In POM Wonderful LLC v. Coca-Cola Co., No. 12-761, the Supreme Court unanimously reversed the district court and Ninth Circuit decisions, finding there was no conflict between the Lanham Act, which protects competitors and competition, and the Food, Drug and Cosmetic Act (FDCA), which protects consumer's health and safety.
POM sued Coca-Cola, claiming the Coca-Cola (under the Minute Maid brand) juice labeled “Pomegranate Blueberry Flavored Blend of 5 Juices” was false and misleading, as the juice contains 99.4% apple and grape juices, with only minuscule amounts of pomegranate juice and features on its product’s label a picture of all five fruits and the words “Pomegranate Blueberry” in a larger font than the words “Flavored Blend of 5 Juices.” POM Wonderful markets a juice labeled “Pomegranate Blueberry 100% Juice,” which consists entirely of pomegranate and blueberry juices.
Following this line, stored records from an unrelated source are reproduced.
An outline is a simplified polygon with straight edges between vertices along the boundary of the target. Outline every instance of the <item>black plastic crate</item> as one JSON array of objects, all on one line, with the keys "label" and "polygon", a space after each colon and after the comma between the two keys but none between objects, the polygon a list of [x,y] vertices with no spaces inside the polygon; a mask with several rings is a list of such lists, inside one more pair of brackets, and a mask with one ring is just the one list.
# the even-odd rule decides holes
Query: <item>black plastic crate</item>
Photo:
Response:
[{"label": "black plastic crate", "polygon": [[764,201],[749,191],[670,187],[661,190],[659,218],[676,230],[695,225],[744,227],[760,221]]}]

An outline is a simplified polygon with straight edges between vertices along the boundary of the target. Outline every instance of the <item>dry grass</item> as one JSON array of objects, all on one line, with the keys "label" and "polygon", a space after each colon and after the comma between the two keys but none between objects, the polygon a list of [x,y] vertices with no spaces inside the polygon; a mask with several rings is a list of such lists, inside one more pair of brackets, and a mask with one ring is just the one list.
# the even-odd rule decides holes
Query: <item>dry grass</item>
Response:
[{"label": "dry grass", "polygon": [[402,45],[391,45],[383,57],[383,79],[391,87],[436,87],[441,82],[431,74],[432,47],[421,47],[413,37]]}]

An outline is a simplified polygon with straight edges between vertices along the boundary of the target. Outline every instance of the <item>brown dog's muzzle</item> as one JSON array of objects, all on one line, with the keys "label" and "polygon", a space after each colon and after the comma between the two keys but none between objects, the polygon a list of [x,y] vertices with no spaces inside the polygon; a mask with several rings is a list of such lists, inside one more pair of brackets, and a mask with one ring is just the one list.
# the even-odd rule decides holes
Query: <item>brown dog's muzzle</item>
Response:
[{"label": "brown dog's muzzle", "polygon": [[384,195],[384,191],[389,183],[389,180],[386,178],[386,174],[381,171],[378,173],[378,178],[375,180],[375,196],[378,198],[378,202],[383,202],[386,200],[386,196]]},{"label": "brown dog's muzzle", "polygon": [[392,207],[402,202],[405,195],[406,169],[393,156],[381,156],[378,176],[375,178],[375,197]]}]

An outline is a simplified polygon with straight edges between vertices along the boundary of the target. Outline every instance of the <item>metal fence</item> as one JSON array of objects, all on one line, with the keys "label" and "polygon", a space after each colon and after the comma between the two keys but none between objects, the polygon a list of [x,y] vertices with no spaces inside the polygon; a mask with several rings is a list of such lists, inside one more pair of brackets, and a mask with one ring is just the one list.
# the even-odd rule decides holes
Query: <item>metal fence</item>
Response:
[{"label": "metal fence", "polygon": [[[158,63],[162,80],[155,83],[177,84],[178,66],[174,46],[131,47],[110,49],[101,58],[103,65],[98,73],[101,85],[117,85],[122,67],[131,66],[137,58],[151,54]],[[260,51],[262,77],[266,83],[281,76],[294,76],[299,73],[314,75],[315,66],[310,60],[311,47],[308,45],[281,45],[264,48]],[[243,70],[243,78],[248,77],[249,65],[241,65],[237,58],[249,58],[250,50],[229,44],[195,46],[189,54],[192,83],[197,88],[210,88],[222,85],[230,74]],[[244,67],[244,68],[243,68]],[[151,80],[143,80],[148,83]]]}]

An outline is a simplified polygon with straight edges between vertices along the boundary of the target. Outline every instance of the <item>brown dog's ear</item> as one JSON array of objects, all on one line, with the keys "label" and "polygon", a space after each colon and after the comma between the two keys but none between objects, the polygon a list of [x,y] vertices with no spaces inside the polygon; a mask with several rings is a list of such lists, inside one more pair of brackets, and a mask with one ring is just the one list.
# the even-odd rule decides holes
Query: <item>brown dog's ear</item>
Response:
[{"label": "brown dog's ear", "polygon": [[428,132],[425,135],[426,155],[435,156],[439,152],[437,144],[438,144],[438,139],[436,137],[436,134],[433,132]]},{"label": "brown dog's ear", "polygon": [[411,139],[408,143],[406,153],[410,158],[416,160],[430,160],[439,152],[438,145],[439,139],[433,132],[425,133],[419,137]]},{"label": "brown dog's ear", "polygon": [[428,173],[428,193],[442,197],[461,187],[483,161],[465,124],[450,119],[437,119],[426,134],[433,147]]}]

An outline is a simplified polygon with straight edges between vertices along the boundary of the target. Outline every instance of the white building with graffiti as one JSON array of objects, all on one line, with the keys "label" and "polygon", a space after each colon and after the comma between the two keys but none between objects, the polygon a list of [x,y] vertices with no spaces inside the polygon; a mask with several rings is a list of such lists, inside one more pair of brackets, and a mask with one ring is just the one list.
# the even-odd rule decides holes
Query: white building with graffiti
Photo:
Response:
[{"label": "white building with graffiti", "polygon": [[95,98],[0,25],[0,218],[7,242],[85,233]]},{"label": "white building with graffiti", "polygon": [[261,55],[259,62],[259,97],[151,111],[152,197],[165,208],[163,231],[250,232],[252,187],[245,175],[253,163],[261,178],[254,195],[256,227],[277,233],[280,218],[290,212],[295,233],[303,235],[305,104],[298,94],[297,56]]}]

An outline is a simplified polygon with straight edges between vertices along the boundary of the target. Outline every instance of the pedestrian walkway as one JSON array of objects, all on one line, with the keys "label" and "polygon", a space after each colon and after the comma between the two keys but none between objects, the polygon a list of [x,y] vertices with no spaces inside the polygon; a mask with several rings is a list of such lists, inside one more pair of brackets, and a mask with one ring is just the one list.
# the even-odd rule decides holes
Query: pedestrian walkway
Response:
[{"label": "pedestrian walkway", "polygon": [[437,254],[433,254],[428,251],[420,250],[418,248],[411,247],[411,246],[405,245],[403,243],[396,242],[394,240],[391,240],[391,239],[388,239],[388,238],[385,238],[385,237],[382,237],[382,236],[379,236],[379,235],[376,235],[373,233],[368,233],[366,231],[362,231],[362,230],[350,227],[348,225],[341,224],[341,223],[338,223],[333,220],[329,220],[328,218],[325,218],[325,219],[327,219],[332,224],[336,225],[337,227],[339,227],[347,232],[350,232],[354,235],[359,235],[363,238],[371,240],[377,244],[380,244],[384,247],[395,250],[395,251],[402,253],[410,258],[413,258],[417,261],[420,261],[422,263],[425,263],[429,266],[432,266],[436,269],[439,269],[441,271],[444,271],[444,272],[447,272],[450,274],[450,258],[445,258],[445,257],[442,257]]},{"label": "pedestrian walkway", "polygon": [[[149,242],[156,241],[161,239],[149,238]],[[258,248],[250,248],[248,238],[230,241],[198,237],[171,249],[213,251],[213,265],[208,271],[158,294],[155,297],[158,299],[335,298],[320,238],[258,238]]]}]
The court held that neither the Lanham Act nor the FDCA, in express terms, forbids or limits Lanham Act claims challenging labels that are regulated by the FDCA, and Congress did not intend FDA oversight to be the exclusive means of ensuring proper food and beverage labeling.
This decision is important to all businesses subject to food- and beverage-labeling requirements under the FDCA as compliance with the FDCA does not alleviate the need to also evaluate the label claims to determine if they are false or misleading under the Lanham Act.